To address this objective, we propose two metrics and the implementation of several state of the art metrics, adapting them to the big data problem. This repository is a open-source package that includes complexity metrics. This package includes two original proposals for studying the density and complexity of large datasets:
- ND: Neighborhood Density, this metric returns the percentual difference of the euclidean distance, calculated with all available data, and with half of the randomly chosen data.
- DTP: Decision Tree Progression, this metric returns the accuracy percentage difference by training a Decision Tree with the totality of the data, and discarding half of them randomly.
It also includes some state-of-the-art metrics [1], which have been designed and developed to run large datasets.
- F1: Maximum Fisher's discriminant ratio
- F2: Volume of overlapping region
- F3: Maximum individual feature efficiency
- F4: Collective feature efficiency
- C1: Entropy of class portions
- C2: Imbalance ratio
If you want to know more about the metrics and experiments carried out and the conclusions obtained, please consult and cite the following reference
J. Maillo, I. Triguero and F. Herrera, "Redundancy and Complexity Metrics for Big Data Classification: Towards Smart Data," in IEEE Access, vol. 8, pp. 87918-87928 (2020) doi: 10.1109/ACCESS.2020.2991800.
[1] Lorena, A. C., Garcia, L. P., Lehmann, J., Souto, M. C., & Ho, T. K. (2019). How Complex Is Your Classification Problem?: A Survey on Measuring Classification Complexity. ACM Computing Surveys (CSUR), 52(5), 107.
The following software have to get installed:
- Scala. Version 2.11
- Spark. Version 2.3.2
- Maven. Version 3.5.2
- JVM. Java Virtual Machine. Version 1.8.0 because Scala run over it.
- Download source code: It is host on GitHub.

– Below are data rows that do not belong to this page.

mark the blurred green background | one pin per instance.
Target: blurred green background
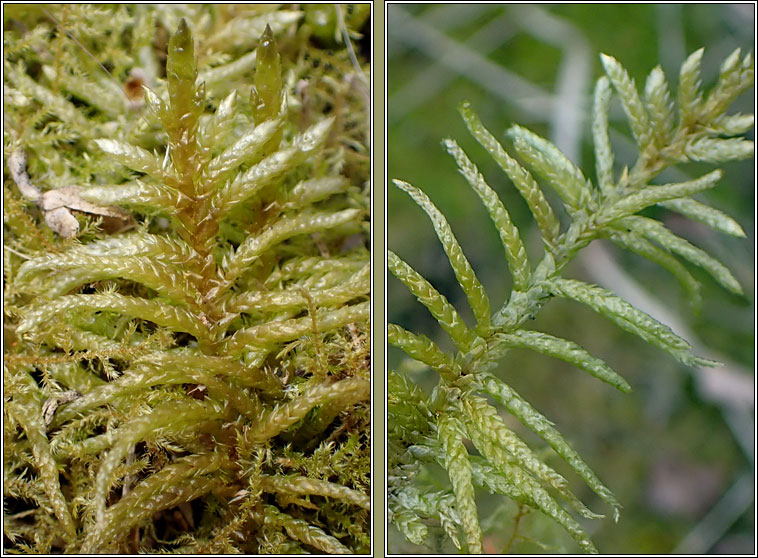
(679, 450)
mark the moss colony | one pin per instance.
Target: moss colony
(186, 279)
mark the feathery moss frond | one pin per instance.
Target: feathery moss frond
(430, 429)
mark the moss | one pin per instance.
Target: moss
(186, 281)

To get the sources and compile them we will need the next git instruction.
git clone https://github.com/JMailloH/ComplexityMetrics.git
- Build jar file: Once we have the sources, we generate the .jar file of the project by the next maven instruction.
mvn package -Dmaven.test.skip=true.
Another alternative is download by spark-package at https://spark-packages.org/package/JMailloH/ComplexityMetrics
If you want to run the software and obtain the result of each one of the metrics, you can consult the example file: runMetrics.scala.
The run.sh file contains an example call for each algorithm. A generic sample of run could be:
spark-submit --master "URL" --class org.apache.spark.run.runMetrics ./target/ComplexityMetrics-1.0.jar "path-to-dataset" "path-to-output" "Metric" "number-of-maps"
--class org.apache.spark.run.runMetrics ./target/ComplexityMetrics-1.0.jar
Determine the jar file to be run."path-to-dataset"
Path from HDFS to dataset."path-to-output"
Path from HDFS to output."Metric"
ND, DTP or ClassicMetrics (to compute the rest of the metrics)."number-of-maps"
Number of map tasks.